I woke with the first brightness of morning. After a long lazy stretch, I sat up. I'd spent the night nestled in the moss under a tree. Somehow, in spite of not having a bedroll and blanket, or a campfire to keep me warm, I remained comfortable and cozy all night. I was sure that Aahna had something to do with it. I took several swallows from my waterskin before finally hauling myself from my nest.

"Good morning," Aahna spoke brightly. I turned to find her seated on one of the rocks near the pool. "Did you rest well?"

"Yes, thank you."

"Are you ready to get started," she asked as she stood, "or do you require more time to rest?"

I paused for a moment. I fell asleep thinking about what had to be done, and now was the time to do it. "You've been very kind ... shown me Unity's Blessing. I can't thank you enough. But it's daylight now, and I think I should leave."

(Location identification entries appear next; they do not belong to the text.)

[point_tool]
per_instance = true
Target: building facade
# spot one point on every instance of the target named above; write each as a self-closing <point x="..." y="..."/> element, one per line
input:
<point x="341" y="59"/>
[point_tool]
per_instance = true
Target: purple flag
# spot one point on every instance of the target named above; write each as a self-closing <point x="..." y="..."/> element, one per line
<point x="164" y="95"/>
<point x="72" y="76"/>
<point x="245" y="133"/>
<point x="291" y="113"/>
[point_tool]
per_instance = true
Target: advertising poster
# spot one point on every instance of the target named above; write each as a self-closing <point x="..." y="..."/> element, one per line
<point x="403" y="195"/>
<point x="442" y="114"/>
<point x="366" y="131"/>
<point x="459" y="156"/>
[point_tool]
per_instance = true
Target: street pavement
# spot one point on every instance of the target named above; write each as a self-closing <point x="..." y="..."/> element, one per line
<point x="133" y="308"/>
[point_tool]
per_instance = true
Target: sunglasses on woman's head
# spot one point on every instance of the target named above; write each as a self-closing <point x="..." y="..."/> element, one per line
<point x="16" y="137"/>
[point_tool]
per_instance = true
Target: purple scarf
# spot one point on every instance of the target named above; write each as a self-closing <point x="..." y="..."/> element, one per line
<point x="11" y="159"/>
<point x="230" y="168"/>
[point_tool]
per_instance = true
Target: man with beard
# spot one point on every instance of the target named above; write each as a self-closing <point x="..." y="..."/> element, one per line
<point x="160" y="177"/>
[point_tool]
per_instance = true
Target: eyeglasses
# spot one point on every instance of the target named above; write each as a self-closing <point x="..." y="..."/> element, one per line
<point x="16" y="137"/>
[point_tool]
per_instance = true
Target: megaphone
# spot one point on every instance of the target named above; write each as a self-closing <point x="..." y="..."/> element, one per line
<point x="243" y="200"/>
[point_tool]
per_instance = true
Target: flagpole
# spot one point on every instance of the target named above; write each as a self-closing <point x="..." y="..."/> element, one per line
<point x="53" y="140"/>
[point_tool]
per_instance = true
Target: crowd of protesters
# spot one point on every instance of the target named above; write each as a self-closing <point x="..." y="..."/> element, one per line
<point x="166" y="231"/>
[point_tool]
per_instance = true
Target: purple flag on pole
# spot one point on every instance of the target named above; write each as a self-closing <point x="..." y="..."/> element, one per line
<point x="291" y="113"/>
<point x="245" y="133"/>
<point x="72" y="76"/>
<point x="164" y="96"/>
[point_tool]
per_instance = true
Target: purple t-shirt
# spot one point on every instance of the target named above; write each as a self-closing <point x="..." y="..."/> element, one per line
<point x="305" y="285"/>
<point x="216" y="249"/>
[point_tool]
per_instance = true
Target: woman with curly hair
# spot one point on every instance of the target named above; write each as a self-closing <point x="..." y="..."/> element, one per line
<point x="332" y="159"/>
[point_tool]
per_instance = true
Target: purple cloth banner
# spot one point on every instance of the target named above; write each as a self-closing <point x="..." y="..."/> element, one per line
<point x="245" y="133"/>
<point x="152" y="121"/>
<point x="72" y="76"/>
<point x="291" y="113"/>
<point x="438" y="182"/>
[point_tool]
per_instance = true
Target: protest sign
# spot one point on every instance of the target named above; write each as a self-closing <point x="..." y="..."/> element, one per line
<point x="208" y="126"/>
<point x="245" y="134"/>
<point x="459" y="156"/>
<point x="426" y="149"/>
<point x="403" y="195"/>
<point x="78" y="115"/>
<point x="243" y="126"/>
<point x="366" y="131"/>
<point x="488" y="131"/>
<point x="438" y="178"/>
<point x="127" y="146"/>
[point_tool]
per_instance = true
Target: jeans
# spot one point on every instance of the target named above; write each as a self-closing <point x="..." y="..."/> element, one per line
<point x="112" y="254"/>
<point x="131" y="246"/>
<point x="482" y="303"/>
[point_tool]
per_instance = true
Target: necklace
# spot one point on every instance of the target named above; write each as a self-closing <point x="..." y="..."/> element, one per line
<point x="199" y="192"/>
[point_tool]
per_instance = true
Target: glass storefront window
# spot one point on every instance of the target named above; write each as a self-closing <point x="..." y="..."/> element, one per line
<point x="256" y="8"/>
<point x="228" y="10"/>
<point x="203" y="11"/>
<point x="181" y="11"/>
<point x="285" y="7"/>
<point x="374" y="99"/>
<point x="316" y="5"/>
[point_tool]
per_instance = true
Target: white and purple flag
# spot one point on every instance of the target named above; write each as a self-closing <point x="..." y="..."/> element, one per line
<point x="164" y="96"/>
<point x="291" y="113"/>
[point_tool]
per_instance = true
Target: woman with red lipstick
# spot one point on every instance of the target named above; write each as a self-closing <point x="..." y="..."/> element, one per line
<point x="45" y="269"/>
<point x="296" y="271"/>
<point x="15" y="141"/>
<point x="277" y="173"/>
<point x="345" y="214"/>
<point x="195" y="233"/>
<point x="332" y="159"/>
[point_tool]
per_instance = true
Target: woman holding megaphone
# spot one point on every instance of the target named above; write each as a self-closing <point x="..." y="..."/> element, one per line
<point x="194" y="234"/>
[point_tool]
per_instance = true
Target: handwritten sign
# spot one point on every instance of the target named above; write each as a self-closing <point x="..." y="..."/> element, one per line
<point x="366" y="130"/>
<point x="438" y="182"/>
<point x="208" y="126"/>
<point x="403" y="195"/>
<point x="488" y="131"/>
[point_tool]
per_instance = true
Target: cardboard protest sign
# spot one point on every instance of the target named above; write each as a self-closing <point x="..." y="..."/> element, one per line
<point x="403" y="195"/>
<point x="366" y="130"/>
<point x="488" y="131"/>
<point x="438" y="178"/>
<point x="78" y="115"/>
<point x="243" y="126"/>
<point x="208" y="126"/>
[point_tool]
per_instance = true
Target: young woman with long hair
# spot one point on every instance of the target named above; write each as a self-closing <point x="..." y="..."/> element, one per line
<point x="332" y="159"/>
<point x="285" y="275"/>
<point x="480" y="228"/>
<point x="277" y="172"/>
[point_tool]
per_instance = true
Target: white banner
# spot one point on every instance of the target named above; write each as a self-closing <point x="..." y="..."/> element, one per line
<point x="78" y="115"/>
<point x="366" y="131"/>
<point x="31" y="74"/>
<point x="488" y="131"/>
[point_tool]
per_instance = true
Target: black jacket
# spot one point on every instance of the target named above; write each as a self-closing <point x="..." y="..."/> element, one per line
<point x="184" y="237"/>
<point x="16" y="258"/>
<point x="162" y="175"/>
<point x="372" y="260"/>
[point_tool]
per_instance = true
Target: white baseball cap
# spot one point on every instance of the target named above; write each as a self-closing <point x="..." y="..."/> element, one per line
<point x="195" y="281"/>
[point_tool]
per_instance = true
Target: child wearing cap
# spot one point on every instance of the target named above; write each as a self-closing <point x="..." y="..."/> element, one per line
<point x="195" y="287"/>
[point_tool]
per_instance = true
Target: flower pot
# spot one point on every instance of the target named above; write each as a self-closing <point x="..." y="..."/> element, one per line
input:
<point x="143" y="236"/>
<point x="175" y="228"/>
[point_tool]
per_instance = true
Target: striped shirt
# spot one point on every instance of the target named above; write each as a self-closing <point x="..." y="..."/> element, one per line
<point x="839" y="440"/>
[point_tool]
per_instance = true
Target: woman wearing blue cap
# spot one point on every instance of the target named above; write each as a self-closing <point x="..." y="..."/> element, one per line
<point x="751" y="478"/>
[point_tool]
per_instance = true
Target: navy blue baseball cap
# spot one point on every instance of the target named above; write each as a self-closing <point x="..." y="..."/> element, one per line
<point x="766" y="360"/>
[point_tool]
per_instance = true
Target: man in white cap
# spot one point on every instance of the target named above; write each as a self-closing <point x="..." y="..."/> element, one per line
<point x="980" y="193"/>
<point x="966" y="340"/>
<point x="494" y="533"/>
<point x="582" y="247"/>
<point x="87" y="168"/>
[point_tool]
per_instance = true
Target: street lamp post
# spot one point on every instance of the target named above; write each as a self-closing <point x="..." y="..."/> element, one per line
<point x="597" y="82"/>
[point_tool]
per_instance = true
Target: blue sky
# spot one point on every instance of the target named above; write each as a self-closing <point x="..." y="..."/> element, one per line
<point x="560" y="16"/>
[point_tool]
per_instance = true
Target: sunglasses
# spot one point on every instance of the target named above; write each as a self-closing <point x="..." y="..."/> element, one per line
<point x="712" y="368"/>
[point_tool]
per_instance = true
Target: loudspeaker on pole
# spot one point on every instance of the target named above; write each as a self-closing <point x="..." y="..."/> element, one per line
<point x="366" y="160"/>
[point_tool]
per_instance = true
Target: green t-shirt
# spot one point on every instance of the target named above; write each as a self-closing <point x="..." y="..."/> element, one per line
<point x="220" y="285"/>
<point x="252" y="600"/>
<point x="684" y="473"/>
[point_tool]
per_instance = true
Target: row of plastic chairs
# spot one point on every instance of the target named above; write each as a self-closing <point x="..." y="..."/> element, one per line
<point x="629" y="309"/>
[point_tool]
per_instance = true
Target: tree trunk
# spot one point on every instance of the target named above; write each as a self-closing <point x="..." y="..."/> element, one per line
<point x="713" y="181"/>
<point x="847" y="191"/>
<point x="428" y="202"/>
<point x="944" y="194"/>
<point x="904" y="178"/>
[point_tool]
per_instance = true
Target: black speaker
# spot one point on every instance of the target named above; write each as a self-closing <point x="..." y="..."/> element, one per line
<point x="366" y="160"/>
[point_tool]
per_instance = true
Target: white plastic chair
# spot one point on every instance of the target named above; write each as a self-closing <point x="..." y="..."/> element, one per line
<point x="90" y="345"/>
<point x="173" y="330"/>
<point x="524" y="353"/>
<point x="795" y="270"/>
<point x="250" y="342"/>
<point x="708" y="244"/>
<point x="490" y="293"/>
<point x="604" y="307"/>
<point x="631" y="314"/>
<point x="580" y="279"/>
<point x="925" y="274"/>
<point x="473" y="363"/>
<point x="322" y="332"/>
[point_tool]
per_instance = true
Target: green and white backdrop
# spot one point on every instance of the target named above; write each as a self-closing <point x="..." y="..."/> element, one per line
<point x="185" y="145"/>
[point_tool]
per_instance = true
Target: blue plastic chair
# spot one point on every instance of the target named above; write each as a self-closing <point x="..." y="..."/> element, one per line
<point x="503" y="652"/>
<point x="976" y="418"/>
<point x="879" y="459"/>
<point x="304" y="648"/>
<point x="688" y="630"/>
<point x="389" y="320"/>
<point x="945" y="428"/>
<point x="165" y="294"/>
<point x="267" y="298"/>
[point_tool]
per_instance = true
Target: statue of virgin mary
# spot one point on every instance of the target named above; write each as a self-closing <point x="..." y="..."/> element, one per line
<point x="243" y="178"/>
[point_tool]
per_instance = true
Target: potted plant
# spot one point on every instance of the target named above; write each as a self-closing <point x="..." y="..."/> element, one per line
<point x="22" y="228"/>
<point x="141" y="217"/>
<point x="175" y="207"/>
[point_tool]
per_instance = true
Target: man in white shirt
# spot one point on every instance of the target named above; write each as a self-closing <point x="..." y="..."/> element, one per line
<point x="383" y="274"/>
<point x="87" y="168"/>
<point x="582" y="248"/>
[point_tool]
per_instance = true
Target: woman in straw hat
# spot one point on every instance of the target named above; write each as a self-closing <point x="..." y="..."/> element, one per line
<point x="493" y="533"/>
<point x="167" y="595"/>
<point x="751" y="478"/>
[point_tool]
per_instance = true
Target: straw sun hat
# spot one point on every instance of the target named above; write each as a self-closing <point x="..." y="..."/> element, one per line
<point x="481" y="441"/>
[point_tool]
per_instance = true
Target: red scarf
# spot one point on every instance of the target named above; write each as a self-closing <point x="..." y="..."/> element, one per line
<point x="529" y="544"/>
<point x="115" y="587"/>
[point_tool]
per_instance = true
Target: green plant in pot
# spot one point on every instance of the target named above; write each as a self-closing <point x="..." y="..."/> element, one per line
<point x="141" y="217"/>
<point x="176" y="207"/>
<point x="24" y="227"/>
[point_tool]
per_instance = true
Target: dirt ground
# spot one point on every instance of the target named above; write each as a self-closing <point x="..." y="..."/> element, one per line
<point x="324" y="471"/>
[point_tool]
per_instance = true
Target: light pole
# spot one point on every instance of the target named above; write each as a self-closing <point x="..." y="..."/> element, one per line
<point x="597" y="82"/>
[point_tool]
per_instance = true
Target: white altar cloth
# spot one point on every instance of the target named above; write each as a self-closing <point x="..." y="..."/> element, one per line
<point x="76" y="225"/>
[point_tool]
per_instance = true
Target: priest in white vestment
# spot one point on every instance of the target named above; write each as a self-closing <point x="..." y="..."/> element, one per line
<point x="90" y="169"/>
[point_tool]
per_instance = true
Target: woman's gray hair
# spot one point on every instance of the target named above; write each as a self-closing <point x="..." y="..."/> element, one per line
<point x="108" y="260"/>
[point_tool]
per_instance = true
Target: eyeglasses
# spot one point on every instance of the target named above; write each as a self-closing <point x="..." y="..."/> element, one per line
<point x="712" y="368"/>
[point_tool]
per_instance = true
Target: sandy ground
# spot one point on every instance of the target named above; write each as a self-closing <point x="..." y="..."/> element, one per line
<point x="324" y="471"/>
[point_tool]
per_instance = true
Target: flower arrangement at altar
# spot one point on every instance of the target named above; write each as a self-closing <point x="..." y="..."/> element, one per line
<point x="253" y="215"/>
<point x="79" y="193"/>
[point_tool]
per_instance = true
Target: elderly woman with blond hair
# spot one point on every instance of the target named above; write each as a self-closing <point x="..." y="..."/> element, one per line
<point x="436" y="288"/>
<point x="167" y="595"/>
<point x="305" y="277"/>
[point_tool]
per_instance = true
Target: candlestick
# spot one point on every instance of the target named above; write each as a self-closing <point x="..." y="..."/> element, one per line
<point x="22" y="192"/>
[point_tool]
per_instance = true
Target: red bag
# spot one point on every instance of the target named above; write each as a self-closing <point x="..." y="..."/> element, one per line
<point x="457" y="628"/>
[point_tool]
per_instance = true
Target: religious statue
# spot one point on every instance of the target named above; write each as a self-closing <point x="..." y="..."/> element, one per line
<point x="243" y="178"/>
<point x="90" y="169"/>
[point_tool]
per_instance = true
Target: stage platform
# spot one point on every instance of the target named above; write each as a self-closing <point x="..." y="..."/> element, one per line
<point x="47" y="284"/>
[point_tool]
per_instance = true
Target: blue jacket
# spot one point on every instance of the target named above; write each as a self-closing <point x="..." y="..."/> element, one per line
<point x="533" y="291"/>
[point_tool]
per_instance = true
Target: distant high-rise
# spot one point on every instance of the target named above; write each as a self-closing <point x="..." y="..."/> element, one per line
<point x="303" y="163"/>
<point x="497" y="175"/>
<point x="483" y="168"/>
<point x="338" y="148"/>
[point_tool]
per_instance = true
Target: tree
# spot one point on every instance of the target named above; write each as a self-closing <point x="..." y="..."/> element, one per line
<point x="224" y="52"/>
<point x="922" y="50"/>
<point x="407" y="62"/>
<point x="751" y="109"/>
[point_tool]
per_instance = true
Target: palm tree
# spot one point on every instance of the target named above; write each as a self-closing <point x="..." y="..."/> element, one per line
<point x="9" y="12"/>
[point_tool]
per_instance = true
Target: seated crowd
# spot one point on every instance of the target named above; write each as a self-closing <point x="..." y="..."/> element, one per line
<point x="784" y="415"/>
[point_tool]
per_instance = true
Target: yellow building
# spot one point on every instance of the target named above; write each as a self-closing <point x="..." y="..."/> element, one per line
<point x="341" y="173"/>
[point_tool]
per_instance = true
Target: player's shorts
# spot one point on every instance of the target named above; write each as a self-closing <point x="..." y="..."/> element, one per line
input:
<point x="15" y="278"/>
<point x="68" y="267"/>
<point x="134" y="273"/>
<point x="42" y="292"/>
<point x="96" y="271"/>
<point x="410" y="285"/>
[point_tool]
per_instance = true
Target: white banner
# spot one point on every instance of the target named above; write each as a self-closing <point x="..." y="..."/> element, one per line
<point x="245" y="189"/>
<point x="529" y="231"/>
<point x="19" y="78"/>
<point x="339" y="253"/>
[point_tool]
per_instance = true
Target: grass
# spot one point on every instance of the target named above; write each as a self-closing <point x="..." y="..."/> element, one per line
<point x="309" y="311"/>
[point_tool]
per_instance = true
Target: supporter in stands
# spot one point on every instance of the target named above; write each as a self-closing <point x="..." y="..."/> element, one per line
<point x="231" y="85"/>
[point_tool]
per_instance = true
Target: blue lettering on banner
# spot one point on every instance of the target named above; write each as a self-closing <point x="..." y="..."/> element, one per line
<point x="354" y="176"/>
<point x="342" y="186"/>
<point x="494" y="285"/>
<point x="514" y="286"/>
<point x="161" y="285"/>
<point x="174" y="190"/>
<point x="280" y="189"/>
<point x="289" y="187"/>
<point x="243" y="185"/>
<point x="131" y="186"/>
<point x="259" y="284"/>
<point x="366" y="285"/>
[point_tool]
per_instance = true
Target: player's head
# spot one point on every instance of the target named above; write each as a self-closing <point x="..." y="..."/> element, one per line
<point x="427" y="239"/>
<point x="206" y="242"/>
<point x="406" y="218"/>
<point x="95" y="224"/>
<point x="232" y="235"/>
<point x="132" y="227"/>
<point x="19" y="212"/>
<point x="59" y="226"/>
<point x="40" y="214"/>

Aahna frowned and it pained me to see the confused look on her face. "You would go without acquiring your item of power."

"I don't want a staff if it means that I have to hurt you Aahna." I picked up the satchel of tools and my waterskin and slung them over my head. "No item of power is worth that price," I added as I started for the path that would take me back to the beach and the waiting boat.

Before I could reach the path, she grabbed me by the elbow, stopping me in my tracks. "Will you trust me?" she asked.

The tone in her voice caught me off guard, and I turned to face her. I wasn't sure which affected me more, her tone, her words, or the look on her face, but I gave in.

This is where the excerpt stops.